Universita' Vita Salute San Raffaele, Milan, Italy.
Int J Clin Pract. 2010 Jul;64(8):1042-51. doi: 10.1111/j.1742-1241.2010.02428.x. Epub 2010 May 7.
OBJECTIVE: To investigate the effect of combination therapy with dutasteride plus tamsulosin compared with each monotherapy on patient-reported health outcomes over 4 years in men with moderate-to-severe lower urinary tract symptoms (LUTS) because of benign prostatic hyperplasia (BPH). METHODS: CombAT was a 4-year international, double-blind, randomised, parallel-group trial in men (n = 4844) with moderate-to-severe symptoms of BPH and at increased risk of disease progression [age > or = 50 years, International Prostate Symptom Score (IPSS) > or = 12, prostate volume > or = 30 cc, serum prostate-specific antigen > or = 1.5 ng/ml to < or = 10 ng/ml and maximum urinary flow rate 5-15 ml/s with minimum voided volume > or = 125 ml]. Subjects were randomised to receive 0.5 mg dutasteride, 0.4 mg tamsulosin or the combination once daily for 4 years. The primary endpoint at 4 years was the time to event and proportion of subjects with acute urinary retention or undergoing BPH-related prostate surgery. Secondary endpoints included the health-outcomes measures, BPH Impact Index (BII), IPSS question 8 (IPSS Q8) and the Patient Perception of Study Medication (PPSM) questionnaire. RESULTS: At 4 years, combination therapy resulted in significantly superior improvements from baseline in BII and IPSS Q8 than either monotherapy; these benefits were observed from 3 months onwards compared with dutasteride and from 9 months (BII) or 12 months (IPSS Q8) onwards compared with tamsulosin. Also at 4 years, the PPSM questionnaire showed that a significantly higher proportion of patients was satisfied with, and would request treatment with, combination therapy compared with either monotherapy. CONCLUSIONS: Combination therapy (dutasteride plus tamsulosin) provides significantly superior improvements in patient-reported quality of life and treatment satisfaction than either monotherapy at 4 years in men with moderate-to-severe BPH symptoms.
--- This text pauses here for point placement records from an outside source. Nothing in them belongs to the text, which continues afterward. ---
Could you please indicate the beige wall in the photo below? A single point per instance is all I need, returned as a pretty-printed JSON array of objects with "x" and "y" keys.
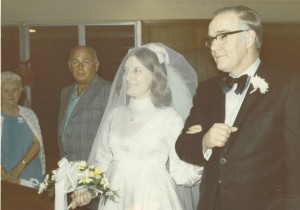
[{"x": 55, "y": 11}]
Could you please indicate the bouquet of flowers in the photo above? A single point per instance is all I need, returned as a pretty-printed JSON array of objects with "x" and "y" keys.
[{"x": 71, "y": 176}]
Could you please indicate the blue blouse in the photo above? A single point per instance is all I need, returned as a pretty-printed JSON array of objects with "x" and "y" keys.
[{"x": 16, "y": 139}]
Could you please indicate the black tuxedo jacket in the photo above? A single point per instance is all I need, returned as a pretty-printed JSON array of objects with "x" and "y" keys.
[{"x": 259, "y": 167}]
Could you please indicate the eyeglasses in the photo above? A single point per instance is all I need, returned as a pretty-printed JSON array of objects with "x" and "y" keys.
[{"x": 221, "y": 38}]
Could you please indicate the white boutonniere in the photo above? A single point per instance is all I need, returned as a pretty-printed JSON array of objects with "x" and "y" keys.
[
  {"x": 259, "y": 83},
  {"x": 21, "y": 120}
]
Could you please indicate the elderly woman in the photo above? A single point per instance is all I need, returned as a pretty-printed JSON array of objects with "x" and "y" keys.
[{"x": 22, "y": 150}]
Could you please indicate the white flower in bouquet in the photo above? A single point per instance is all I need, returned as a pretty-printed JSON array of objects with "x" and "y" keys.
[
  {"x": 88, "y": 177},
  {"x": 259, "y": 83}
]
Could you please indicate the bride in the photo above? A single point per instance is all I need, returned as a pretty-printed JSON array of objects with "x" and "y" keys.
[{"x": 151, "y": 97}]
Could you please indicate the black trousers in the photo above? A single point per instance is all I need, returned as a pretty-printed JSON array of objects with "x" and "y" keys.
[{"x": 218, "y": 202}]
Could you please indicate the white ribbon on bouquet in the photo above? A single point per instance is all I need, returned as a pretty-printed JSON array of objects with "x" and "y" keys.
[{"x": 65, "y": 181}]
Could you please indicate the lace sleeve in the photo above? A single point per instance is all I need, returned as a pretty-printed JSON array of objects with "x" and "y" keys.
[{"x": 183, "y": 173}]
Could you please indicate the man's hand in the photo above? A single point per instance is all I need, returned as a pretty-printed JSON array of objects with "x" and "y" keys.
[
  {"x": 81, "y": 198},
  {"x": 217, "y": 136},
  {"x": 194, "y": 129}
]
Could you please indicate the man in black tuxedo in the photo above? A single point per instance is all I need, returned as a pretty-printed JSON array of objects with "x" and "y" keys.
[{"x": 245, "y": 134}]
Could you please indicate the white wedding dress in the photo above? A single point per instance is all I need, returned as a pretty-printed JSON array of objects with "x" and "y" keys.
[{"x": 136, "y": 161}]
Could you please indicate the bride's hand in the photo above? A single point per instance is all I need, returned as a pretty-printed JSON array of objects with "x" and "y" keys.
[
  {"x": 194, "y": 129},
  {"x": 80, "y": 198}
]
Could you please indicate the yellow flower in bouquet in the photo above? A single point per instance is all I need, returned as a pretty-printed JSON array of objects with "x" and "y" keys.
[{"x": 78, "y": 176}]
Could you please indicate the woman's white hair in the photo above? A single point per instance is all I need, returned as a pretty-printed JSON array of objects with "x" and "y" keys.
[{"x": 9, "y": 76}]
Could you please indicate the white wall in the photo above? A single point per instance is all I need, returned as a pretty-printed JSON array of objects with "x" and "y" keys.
[{"x": 54, "y": 11}]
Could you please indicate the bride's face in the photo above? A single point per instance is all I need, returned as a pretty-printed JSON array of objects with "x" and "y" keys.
[{"x": 138, "y": 78}]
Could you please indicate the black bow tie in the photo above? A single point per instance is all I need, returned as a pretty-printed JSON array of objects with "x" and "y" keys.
[{"x": 228, "y": 82}]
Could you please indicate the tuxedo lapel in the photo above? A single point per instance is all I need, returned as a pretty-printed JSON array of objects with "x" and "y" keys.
[
  {"x": 249, "y": 100},
  {"x": 246, "y": 105}
]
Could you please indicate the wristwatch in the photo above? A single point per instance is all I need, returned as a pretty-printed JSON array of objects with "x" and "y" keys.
[{"x": 25, "y": 162}]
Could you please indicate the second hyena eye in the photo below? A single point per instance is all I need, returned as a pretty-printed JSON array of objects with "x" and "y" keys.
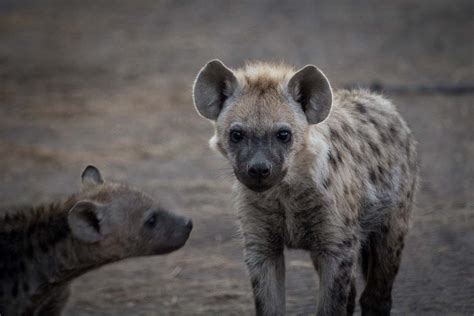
[
  {"x": 284, "y": 136},
  {"x": 236, "y": 136},
  {"x": 151, "y": 221}
]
目的:研究多沙唑嗪和坦索罗辛联合治疗与单药治疗相比,对患有中度至重度下尿路症状(LUTS)的良性前列腺增生(BPH)患者的患者报告健康结果的影响,这些患者存在疾病进展的高风险(年龄>50 岁,国际前列腺症状评分(IPSS)>12,前列腺体积>30cc,血清前列腺特异性抗原(PSA)>1.5ng/ml 至<10ng/ml 且最大尿流率为 5-15ml/s,最小排尿量>125ml)。
方法:CombAT 是一项为期 4 年的国际性、双盲、随机、平行组试验,纳入了 4844 名患有中度至重度 BPH 症状且存在疾病进展高风险的男性(年龄>50 岁,国际前列腺症状评分(IPSS)>12,前列腺体积>30cc,血清前列腺特异性抗原(PSA)>1.5ng/ml 至<10ng/ml 且最大尿流率为 5-15ml/s,最小排尿量>125ml)。患者被随机分配接受每日一次 0.5mg 多沙唑嗪、0.4mg 坦索罗辛或联合治疗 4 年。4 年的主要终点是事件时间和发生急性尿潴留或接受 BPH 相关前列腺手术的患者比例。次要终点包括健康结果测量、BPH 影响指数(BII)、IPSS 问题 8(IPSS Q8)和患者对研究药物的感知(PPSM)问卷。
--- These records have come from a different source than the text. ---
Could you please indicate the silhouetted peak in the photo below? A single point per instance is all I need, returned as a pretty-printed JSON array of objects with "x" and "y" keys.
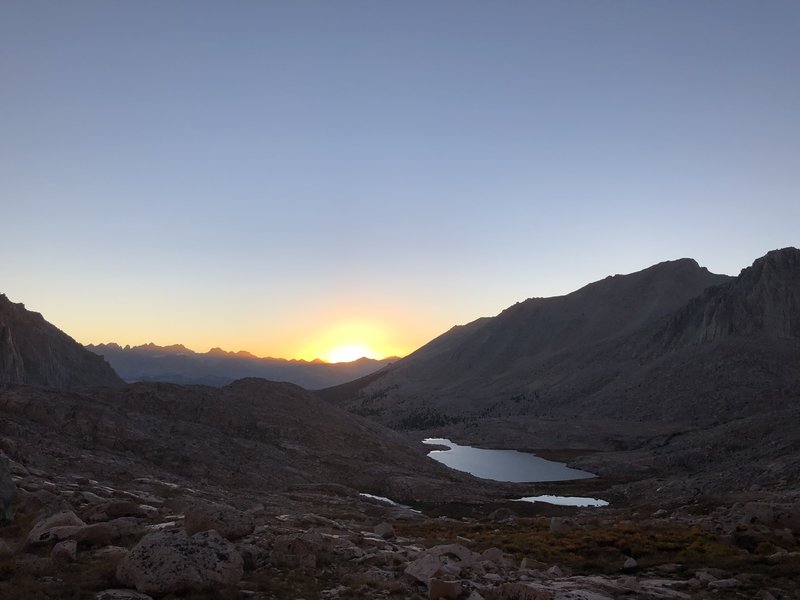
[{"x": 782, "y": 261}]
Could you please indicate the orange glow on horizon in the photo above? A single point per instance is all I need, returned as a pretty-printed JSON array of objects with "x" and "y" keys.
[
  {"x": 349, "y": 353},
  {"x": 350, "y": 340}
]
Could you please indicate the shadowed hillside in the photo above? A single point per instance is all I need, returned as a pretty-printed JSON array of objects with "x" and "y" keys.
[
  {"x": 178, "y": 364},
  {"x": 35, "y": 352}
]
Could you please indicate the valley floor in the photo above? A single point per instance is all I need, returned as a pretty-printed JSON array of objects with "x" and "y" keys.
[{"x": 75, "y": 537}]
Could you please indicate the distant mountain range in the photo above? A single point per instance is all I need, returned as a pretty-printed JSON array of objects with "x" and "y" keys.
[
  {"x": 671, "y": 343},
  {"x": 178, "y": 364}
]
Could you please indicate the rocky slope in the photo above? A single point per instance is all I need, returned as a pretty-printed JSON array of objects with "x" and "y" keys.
[
  {"x": 35, "y": 352},
  {"x": 537, "y": 356},
  {"x": 701, "y": 393},
  {"x": 178, "y": 364}
]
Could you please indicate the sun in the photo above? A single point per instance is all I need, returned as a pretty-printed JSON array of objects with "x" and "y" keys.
[{"x": 349, "y": 353}]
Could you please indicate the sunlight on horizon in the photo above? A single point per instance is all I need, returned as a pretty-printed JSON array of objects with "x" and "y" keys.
[
  {"x": 350, "y": 340},
  {"x": 349, "y": 353}
]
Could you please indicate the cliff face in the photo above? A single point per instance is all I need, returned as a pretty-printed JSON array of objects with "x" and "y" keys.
[
  {"x": 12, "y": 369},
  {"x": 672, "y": 342},
  {"x": 34, "y": 352},
  {"x": 763, "y": 301}
]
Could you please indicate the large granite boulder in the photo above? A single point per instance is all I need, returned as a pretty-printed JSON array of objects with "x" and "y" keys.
[
  {"x": 229, "y": 522},
  {"x": 171, "y": 561}
]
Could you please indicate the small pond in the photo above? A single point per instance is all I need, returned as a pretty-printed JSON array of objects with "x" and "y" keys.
[
  {"x": 502, "y": 465},
  {"x": 564, "y": 500}
]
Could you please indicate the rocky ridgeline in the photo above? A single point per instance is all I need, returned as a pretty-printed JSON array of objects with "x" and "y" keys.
[
  {"x": 36, "y": 352},
  {"x": 150, "y": 539}
]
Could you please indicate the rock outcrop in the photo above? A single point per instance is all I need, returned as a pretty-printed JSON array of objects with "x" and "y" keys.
[
  {"x": 171, "y": 561},
  {"x": 34, "y": 352},
  {"x": 632, "y": 348}
]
结果:4 年时,与单药治疗相比,联合治疗在 BII 和 IPSS Q8 方面从基线开始显著改善;与多沙唑嗪相比,这些获益在 3 个月时开始显现,与坦索罗辛相比,在 9 个月(BII)或 12 个月(IPSS Q8)时开始显现。同样在 4 年时,PPSM 问卷显示,与单药治疗相比,接受联合治疗的患者有更高的比例对治疗感到满意,并要求接受治疗。
结论:在患有中度至重度 BPH 症状的男性中,与单药治疗相比,联合治疗(多沙唑嗪加坦索罗辛)在 4 年内可显著改善患者报告的生活质量和治疗满意度。